We see here that this structure is recursive, it can be expanded, in theory, endlessly. This is because an N′ can always be replaced by an adjective and an N′, and this second N′ can also be replaced, etc. And indeed each string of words we claim is an N′ can be replaced by one:

the one
the unsinkable one
the unsinkable cute one
…

The adjective (or PP) in an N′ is optional, so an N′ can contain only a noun. This is crucial, since otherwise an NP could not be finite: the recursion finishes when N′ is only a noun.

There are other recursive structures. For example, some verbs are complemented by a sentence (S). Since a sentence always contains a verb, we have a sentence inside a sentence:

Joe said Amy knew Jack believed Kate thought…

This is relevant because it explains how a sentence is potentially infinitely long (only potentially, humans are limited: the speaker will die before finishing an infinitely long sentence and listeners will leave the speaker long before they had the chance to finish their infinitely long sentence). If a sentence may be infinitely long, then the number of possible sentences is also infinite. So we can all produce new sentences nobody has ever used before. And we are doing that all the time!

N′ vs N

Consider the following two noun phrases:

the blonde teacher
the physics teacher

We can replace teacher with one in the first one, but not in the second one:

the blonde one
*the physics one

This means that teacher is an N′ in the blonde teacher, but not in the physics teacher. This is consistent with the following facts:

the blonde physics teacher
*the physics blonde teacher

Since physics must be followed by a noun, not an N′, it can be followed by teacher, but not by blonde teacher, which is an N′.

Also we can have

the English teacher ~ the English one (= from England)
the English teacher ~ *the English one (= teaches English)

and

the English English teacher

This last noun phrase makes sense because the two Englishes in it are different, the first one means ‘from England’, the second one ‘teaches English’.
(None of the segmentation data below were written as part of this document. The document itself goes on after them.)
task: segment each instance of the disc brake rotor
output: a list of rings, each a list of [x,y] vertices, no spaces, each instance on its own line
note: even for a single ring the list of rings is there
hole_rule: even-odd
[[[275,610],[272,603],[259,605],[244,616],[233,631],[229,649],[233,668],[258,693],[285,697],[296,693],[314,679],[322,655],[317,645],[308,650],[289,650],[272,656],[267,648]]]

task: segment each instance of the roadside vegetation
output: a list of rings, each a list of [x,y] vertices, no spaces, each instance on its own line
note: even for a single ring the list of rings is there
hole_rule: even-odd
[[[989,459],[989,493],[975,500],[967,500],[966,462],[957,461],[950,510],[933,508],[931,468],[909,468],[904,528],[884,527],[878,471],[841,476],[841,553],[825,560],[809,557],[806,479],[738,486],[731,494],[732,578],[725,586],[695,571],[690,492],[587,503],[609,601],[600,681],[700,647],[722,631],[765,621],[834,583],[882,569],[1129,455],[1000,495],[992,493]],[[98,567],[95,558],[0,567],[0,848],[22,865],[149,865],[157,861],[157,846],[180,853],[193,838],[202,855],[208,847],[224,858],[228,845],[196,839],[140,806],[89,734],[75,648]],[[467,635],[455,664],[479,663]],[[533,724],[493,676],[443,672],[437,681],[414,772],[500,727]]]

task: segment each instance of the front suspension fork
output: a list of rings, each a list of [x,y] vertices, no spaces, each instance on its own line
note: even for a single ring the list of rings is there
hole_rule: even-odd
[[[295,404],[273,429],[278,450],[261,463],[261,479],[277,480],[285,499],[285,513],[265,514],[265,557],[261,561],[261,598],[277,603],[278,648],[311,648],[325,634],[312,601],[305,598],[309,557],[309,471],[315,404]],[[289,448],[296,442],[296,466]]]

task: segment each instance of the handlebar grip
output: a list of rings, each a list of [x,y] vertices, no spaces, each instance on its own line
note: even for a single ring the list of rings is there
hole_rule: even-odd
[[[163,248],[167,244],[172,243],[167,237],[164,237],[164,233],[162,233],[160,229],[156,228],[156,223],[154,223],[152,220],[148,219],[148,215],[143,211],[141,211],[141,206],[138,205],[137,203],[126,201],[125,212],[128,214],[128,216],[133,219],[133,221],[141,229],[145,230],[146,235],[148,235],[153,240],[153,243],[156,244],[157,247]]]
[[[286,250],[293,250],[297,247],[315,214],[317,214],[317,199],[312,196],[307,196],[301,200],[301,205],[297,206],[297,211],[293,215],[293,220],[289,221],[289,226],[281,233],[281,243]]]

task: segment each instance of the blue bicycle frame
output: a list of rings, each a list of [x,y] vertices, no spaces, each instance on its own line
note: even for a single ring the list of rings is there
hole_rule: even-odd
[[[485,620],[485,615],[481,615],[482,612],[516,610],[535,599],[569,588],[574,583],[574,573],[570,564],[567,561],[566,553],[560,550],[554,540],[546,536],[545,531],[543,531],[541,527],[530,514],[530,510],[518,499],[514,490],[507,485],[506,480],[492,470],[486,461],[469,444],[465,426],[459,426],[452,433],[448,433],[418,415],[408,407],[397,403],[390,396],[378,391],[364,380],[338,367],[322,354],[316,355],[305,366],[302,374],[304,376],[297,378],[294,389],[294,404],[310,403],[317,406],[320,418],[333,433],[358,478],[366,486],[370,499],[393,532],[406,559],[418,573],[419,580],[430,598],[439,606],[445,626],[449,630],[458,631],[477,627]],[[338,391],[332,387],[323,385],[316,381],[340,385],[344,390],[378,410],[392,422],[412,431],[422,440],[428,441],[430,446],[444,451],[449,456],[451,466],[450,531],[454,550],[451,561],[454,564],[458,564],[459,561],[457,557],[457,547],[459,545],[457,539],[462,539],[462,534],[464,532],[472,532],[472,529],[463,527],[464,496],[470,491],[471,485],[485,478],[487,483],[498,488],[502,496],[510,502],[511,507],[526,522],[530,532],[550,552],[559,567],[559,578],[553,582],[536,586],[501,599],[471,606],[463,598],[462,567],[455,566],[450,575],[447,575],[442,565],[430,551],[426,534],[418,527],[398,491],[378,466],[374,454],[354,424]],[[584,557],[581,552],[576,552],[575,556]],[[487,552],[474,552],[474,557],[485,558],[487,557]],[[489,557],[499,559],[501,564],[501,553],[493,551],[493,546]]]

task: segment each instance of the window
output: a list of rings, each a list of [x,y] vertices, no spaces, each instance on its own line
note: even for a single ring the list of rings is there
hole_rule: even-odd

Another constituent test: the standalone test

It is often said that “sentences are made up of words”. Strictly speaking, this is not true: it’s not words that make up sentences, it is phrases: noun phrases (NP), verb phrases (VP), preposition phrases (PP), etc. A word cannot be part of a sentence, unless it is first part of a phrase. So although we seem to have a word as the subject of the sentence Amy sings, Amy here is a NP: it can be replaced by she, which is a pro-NP. It also follows that there can be no determiner or adjective before or prepositional phrase after Amy: *The Amy sings, *The yellow Amy in the garden sings.

The standalone test states that an utterance consists of nothing smaller than a phrase. Consider the following Q&As:

A: what’s this?
B: a (yellow) cat/*(yellow) cat
A: where is it?
B: in the garden
A: what is it doing?
B: chasing mice

B’s answer is a full phrase in each case: first a NP, then a PP, finally a VP. It cannot be anything “smaller”. This is the STANDALONE test.
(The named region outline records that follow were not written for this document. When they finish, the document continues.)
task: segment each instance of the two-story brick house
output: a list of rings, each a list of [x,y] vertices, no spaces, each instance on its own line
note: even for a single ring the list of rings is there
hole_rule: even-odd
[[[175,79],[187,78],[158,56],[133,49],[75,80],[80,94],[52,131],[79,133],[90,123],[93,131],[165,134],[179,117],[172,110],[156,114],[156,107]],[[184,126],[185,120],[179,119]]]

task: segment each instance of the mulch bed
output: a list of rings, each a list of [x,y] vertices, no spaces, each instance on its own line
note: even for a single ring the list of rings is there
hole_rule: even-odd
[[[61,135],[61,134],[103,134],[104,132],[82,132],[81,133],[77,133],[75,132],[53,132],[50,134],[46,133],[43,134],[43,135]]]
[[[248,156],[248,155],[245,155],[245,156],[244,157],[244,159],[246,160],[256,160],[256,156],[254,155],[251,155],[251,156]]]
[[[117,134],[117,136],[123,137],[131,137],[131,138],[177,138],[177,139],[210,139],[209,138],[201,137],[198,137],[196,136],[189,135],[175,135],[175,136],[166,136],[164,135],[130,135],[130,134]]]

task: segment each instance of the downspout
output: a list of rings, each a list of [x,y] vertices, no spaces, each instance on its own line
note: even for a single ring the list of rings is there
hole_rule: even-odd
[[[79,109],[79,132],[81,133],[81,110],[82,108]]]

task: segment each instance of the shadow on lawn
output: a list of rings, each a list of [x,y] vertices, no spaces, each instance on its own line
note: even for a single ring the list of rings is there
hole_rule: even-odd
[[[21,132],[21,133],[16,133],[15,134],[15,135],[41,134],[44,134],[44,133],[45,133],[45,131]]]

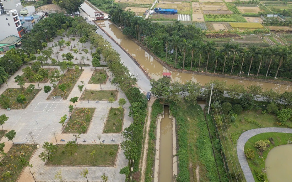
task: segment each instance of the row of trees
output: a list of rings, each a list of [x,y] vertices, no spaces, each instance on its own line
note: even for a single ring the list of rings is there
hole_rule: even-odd
[[[166,25],[152,23],[120,8],[110,14],[111,21],[124,28],[123,34],[133,36],[175,68],[230,75],[244,72],[248,76],[252,73],[275,79],[278,75],[292,77],[291,46],[244,48],[230,43],[220,46],[204,42],[205,33],[192,25],[178,21]]]

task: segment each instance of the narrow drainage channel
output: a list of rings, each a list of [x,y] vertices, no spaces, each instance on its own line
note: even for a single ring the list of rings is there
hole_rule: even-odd
[[[160,123],[158,181],[171,182],[173,176],[172,120],[169,118],[168,106],[164,107],[164,118]]]

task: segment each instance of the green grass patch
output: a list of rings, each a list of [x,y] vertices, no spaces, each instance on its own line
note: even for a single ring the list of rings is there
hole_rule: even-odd
[[[50,160],[48,161],[46,165],[52,166],[113,166],[115,165],[119,145],[95,144],[92,145],[79,144],[79,147],[72,156],[71,161],[70,153],[66,151],[65,145],[58,145],[57,152],[54,153]],[[110,150],[114,151],[115,154],[112,159],[109,155]],[[93,156],[90,153],[95,151]],[[64,152],[62,152],[63,151]],[[93,163],[93,157],[95,163]]]
[[[17,181],[24,167],[19,162],[20,157],[24,157],[26,160],[29,161],[36,149],[36,147],[32,145],[14,145],[11,147],[7,155],[4,156],[1,161],[4,164],[0,166],[1,174],[0,178],[1,179],[1,181],[5,182]],[[32,170],[35,169],[34,169],[33,167]],[[11,176],[4,177],[3,173],[8,171],[10,172]]]
[[[112,107],[110,109],[105,122],[103,133],[118,133],[122,132],[124,121],[124,109]]]
[[[206,22],[246,22],[246,20],[242,15],[231,14],[204,14]]]
[[[3,109],[10,108],[18,109],[24,109],[26,107],[30,104],[31,101],[33,99],[35,96],[40,91],[39,89],[35,89],[34,91],[35,93],[34,94],[34,93],[32,93],[31,94],[28,93],[26,91],[26,89],[25,88],[8,88],[6,89],[6,90],[4,91],[1,95],[4,95],[7,96],[7,102],[4,101],[3,100],[0,101],[0,106],[1,106],[1,108]],[[26,99],[26,101],[24,102],[23,104],[18,103],[16,101],[16,98],[19,94],[24,95]],[[6,103],[7,104],[6,104],[5,103]],[[6,106],[6,105],[7,106]],[[8,106],[9,107],[8,107]]]
[[[270,137],[273,139],[274,144],[273,144],[270,143],[270,147],[262,152],[262,156],[263,158],[259,158],[259,151],[254,147],[255,143],[260,140],[268,139]],[[257,179],[256,171],[262,172],[262,169],[265,168],[266,159],[269,151],[277,146],[288,144],[287,140],[292,140],[292,134],[275,133],[265,133],[252,137],[246,143],[244,146],[244,149],[251,148],[255,152],[255,156],[253,159],[246,159],[255,181],[260,181]]]
[[[151,121],[148,134],[148,151],[147,152],[147,162],[145,172],[145,182],[151,182],[154,179],[154,171],[152,170],[155,159],[155,143],[156,140],[156,132],[157,127],[156,119],[159,114],[163,112],[163,105],[160,103],[159,99],[154,101],[152,105]]]
[[[100,84],[105,84],[106,83],[106,81],[107,80],[107,78],[108,78],[108,76],[106,74],[105,70],[95,70],[93,72],[93,74],[91,76],[91,77],[90,78],[88,83],[89,84],[100,84],[99,81],[98,79],[101,77],[102,74],[104,74],[106,75],[106,79],[102,83],[100,83]]]
[[[87,90],[83,92],[82,98],[85,100],[107,101],[113,97],[116,100],[117,96],[117,91]]]
[[[61,80],[59,82],[56,87],[52,91],[47,99],[49,99],[53,96],[62,96],[65,99],[67,99],[83,71],[83,70],[70,69],[67,70],[65,75],[62,75]],[[59,86],[62,84],[66,86],[66,89],[63,93],[59,88]]]
[[[87,130],[92,118],[95,108],[75,108],[72,112],[63,133],[84,133]]]

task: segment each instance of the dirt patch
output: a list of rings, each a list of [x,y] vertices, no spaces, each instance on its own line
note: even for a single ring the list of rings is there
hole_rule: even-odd
[[[37,8],[35,9],[35,10],[39,11],[41,10],[42,11],[44,10],[45,11],[47,11],[51,13],[66,13],[66,10],[55,4],[46,4]]]
[[[204,22],[204,15],[203,14],[192,14],[192,21]]]
[[[148,9],[147,8],[135,8],[134,7],[127,7],[125,9],[125,11],[127,11],[130,9],[131,10],[135,13],[144,13]]]
[[[244,17],[248,22],[254,23],[262,23],[264,22],[262,19],[259,17]]]
[[[206,34],[207,38],[235,38],[239,39],[241,37],[235,34]]]
[[[258,7],[237,6],[237,9],[242,13],[257,13],[262,10]]]

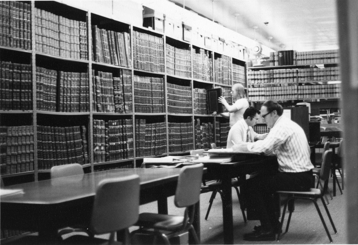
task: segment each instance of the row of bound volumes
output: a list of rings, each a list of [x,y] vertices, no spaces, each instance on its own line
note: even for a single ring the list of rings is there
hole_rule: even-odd
[[[247,72],[247,83],[249,85],[297,82],[297,69],[249,70]]]
[[[33,170],[33,126],[0,126],[1,175]]]
[[[60,127],[38,125],[37,157],[39,170],[54,166],[88,163],[85,126]]]
[[[88,73],[36,67],[37,109],[64,112],[88,112]]]
[[[19,236],[22,234],[27,233],[28,231],[19,230],[8,230],[8,229],[0,229],[0,239],[10,238],[13,236]]]
[[[145,119],[135,119],[136,156],[141,157],[166,152],[165,122],[150,123]]]
[[[230,123],[215,122],[215,134],[216,141],[215,143],[219,147],[226,147],[227,141],[227,136],[230,130]]]
[[[119,77],[111,73],[92,70],[93,111],[97,112],[130,113],[133,111],[132,75],[121,69]]]
[[[245,78],[245,66],[232,63],[232,83],[241,83],[244,87],[246,79]]]
[[[299,86],[293,85],[251,88],[248,90],[249,96],[252,101],[297,99],[297,87]]]
[[[297,65],[338,63],[338,49],[297,52]]]
[[[337,81],[340,79],[339,68],[305,68],[298,70],[298,82],[311,81]]]
[[[256,125],[253,126],[253,129],[257,133],[263,134],[270,132],[270,129],[266,124]]]
[[[31,4],[1,1],[0,13],[0,45],[31,49]]]
[[[167,43],[166,73],[184,77],[192,77],[190,50]]]
[[[298,99],[326,99],[341,97],[340,84],[299,86]]]
[[[226,55],[218,55],[214,60],[215,82],[231,84],[231,58]]]
[[[268,62],[270,66],[296,65],[296,51],[295,50],[281,50],[270,53]]]
[[[212,82],[212,53],[204,49],[193,47],[193,77],[194,79]]]
[[[340,97],[340,84],[251,88],[248,93],[250,100],[254,101],[337,98]]]
[[[165,112],[164,78],[134,75],[134,79],[135,111],[142,113]]]
[[[167,83],[168,112],[191,114],[193,113],[192,88],[172,83]]]
[[[0,62],[0,109],[32,109],[31,65]]]
[[[193,92],[194,114],[207,114],[206,89],[195,88],[194,89]]]
[[[110,170],[112,169],[118,169],[119,168],[133,168],[133,165],[132,164],[124,164],[122,163],[119,163],[118,166],[108,167],[105,165],[101,165],[96,167],[93,172],[100,172]]]
[[[169,152],[185,152],[193,150],[193,124],[168,122]]]
[[[93,59],[126,67],[131,66],[130,36],[128,32],[116,32],[92,26]]]
[[[209,149],[214,142],[214,128],[211,123],[201,123],[197,118],[194,126],[195,149]]]
[[[131,119],[93,121],[93,162],[134,157]]]
[[[163,38],[133,31],[135,68],[153,72],[164,72]]]
[[[88,60],[87,23],[35,9],[36,50],[61,57]]]

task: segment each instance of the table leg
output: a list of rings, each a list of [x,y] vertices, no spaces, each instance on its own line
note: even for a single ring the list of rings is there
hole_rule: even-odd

And another one: the integrity test

Recall that constituents are maximally binary. So if we have a sentence like this one:

the girl fed cats and dogs

the part cat and dogs must either be parsed as [ cats [ and dogs ] ] or as [ [ cats and ] dogs ]. How do we decide?
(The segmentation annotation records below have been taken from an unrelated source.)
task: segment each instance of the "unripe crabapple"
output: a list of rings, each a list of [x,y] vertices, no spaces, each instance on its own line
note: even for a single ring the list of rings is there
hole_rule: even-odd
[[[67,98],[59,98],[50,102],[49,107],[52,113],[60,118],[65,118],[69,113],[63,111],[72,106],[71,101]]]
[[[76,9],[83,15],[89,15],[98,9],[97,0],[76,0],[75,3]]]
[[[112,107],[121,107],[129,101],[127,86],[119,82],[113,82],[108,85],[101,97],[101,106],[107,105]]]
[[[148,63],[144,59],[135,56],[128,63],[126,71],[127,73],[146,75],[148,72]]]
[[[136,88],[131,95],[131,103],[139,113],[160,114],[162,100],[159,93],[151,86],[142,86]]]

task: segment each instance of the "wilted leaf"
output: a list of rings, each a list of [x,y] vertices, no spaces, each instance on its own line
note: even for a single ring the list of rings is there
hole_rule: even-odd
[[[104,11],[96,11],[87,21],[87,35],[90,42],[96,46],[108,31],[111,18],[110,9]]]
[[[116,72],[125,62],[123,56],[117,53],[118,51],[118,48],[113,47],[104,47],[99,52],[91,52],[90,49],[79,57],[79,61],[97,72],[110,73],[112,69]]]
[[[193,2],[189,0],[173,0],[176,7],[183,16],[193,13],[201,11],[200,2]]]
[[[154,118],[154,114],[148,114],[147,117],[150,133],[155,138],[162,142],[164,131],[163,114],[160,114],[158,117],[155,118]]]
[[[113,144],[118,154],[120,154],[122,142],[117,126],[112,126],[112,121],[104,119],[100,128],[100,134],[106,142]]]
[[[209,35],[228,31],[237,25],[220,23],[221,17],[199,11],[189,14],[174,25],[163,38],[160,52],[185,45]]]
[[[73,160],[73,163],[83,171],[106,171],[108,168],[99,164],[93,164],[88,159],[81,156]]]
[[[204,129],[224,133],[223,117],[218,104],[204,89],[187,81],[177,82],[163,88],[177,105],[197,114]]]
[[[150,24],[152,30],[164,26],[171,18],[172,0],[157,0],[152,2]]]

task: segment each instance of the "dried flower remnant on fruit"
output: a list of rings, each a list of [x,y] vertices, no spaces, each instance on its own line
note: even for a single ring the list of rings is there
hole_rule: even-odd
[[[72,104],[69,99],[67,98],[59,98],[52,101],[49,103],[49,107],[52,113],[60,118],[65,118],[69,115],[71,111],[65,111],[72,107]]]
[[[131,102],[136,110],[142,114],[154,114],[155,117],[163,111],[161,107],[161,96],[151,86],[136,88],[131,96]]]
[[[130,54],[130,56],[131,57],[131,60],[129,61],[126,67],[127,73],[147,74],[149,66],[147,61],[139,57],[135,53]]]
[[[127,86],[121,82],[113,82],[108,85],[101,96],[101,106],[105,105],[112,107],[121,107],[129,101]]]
The INTEGRITY test states that if extra words cannot be inserted between two words, they form a constituent. (Extra words here mean words that do not relate to its neighbours.) So let us try to insert yesterday in the above sentence:

yesterday the girl fed cats and dogs
*the yesterday girl fed cats and dogs
the girl yesterday fed cats and dogs
?the girl fed yesterday cats and dogs
the girl fed cats yesterday and dogs
*the girl fed cats and yesterday dogs
the girl fed cats and dogs yesterday

The impossibility of sentence b shows that the girl is a constituent, but we knew that anyway. I’m not sure of the grammaticality of sentence e. The impossibility of sentence f, however, shows that the right structure of cats and dogs is [ cats [ and dogs ], that is, and goes with the last member of the conjunction. Actually, this is why we have A, B, and C, not *A and, B, C.